Voters hoping to hear what Vice President Kamala Harris plans to do differently from her predecessor if elected president were left holding their breath after the candidate’s first sit-down interview last week with CNN’s Dana Bash.
They may have to wait and see if she gets elected to find out, as the softball discussion with Harris and former Minnesota Gov. Tim Walz, the vice-presidential candidate, offered numerous platitudes and not a lot of substance.
Harris devoted most of her speaking time to repeating one of her campaign slogans and offering Americans “a new way forward,” praising President Joe Biden’s sacrifice and generally dodging any specifics on her stances or how she plans to execute her agenda.
Democrats may be banking on her opponent, former President Donald Trump, being so eminently unlikeable that voters will gladly lineup to punch a Harris-Walz ticket, but they forget that those same citizens were, until only a couple of months ago, dissatisfied with how the Biden-Harris administration managed the issues.
At the forefront of those issues is the economy, and Harris did reveal more on the subject during the interview. Harris said that she is looking for middle-class tax cuts. That’s good to hear but will be tough to square with the inevitable new entitlements that accompany a new administration. And the details of what form this middle-class relief takes remain murky. The worst iteration of tax relief will be the kind that is not much help at all — tax credits, a plan that she endorsed during her sit down with Bash.
The two credits Harris is looking to implement are a child tax credit and one for first-time homebuyers. Both have been rolled out on a temporary basis throughout some combination of the past three presidential administrations, and none of them has helped the majority of Americans put food on the table. The rub is that if a family buys a home or has a baby in July, those costs start piling up immediately, and they do not wait until tax season ends in April.
The better option would be to trust Americans to best decide how their money is spent in real time and reduce the amount pilfered from their paychecks. This is especially important after the record inflation of the past few years.
The bad news about Harris’s economic plans was her defense of “Bidenomics,” the name given to President Biden’s economic policies. Harris said that the economy is so dismal because “we had to recover as an economy.” This is untrue. When Biden took over as president in 2021, the labor market was already improving. With the rollout of the COVID-19 vaccine, all the incoming president had to do was stay out of the way. Instead, the Biden-Harris administration released a wave of stimulus money that pushed the inflation wave forward with vengeance.

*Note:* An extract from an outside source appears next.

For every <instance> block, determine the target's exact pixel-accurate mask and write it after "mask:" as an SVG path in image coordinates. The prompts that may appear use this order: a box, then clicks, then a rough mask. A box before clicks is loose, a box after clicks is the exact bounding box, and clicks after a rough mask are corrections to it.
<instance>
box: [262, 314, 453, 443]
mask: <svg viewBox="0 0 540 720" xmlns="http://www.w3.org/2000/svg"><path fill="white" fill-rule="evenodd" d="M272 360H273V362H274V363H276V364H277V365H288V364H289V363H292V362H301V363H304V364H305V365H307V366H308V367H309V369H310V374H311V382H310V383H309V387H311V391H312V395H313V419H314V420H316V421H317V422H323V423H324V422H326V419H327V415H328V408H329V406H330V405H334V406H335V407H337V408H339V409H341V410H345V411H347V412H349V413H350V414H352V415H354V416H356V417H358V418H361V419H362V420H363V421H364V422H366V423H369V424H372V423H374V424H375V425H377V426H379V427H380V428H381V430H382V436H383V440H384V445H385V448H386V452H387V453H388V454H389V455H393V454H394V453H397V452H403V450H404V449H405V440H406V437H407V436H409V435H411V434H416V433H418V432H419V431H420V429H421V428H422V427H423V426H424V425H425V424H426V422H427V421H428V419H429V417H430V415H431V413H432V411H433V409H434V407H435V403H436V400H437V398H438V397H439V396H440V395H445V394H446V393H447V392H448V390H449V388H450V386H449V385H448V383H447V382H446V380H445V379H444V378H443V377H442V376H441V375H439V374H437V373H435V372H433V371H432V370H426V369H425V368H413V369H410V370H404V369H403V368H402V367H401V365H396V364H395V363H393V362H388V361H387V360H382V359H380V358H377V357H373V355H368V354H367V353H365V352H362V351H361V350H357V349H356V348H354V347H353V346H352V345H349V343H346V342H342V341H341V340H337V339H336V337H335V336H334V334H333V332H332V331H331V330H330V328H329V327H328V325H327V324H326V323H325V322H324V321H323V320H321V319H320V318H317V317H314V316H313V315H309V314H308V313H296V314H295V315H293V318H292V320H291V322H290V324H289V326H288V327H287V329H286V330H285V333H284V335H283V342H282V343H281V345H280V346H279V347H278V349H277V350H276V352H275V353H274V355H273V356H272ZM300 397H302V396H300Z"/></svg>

The labor market did not escape the administration’s policies unscathed, either. A continuing battle between the United Auto Workers union and Stellantis, the parent company over Chrysler, Dodge, Jeep, Ram and Fiat, is playing out in Belvidere, Illinois. The issue at hand is the cancellation of plans to reopen a shuttered production plant as a new home for electric vehicle manufacturing. Stellantis, like other automakers, was required to make more electric vehicles by the Biden administration, despite them losing money.
That is not conjecture, either. Around the same time that Stellantis announced its stepdown from electric vehicles, Ford revealed that it is canceling its plans for a new electric SUV. The reason? The company lost $44,000 per electric vehicle sold in the second quarter and is slated to lose $5 billion on them by the end of the year. The UAW is considering going on strike.
The union in Belvidere represents around 200 employees, but with widespread losses on electric vehicles in the face of millions of dollars in tax credits offered by both federal and state governments, the tide is already turning. Harris needs the U.S. auto industry to not collapse before election.
Harris’s strength will come from social issues, as is normally the case for Democrats. But those causes may not be enough if voters feel the Democrats are to blame for their living paycheck-to-paycheck. As Bill Clinton’s campaign strategist Jim Carville said during the 1992 election that saw incumbent Republican George Bush lose, “It’s the economy, stupid.”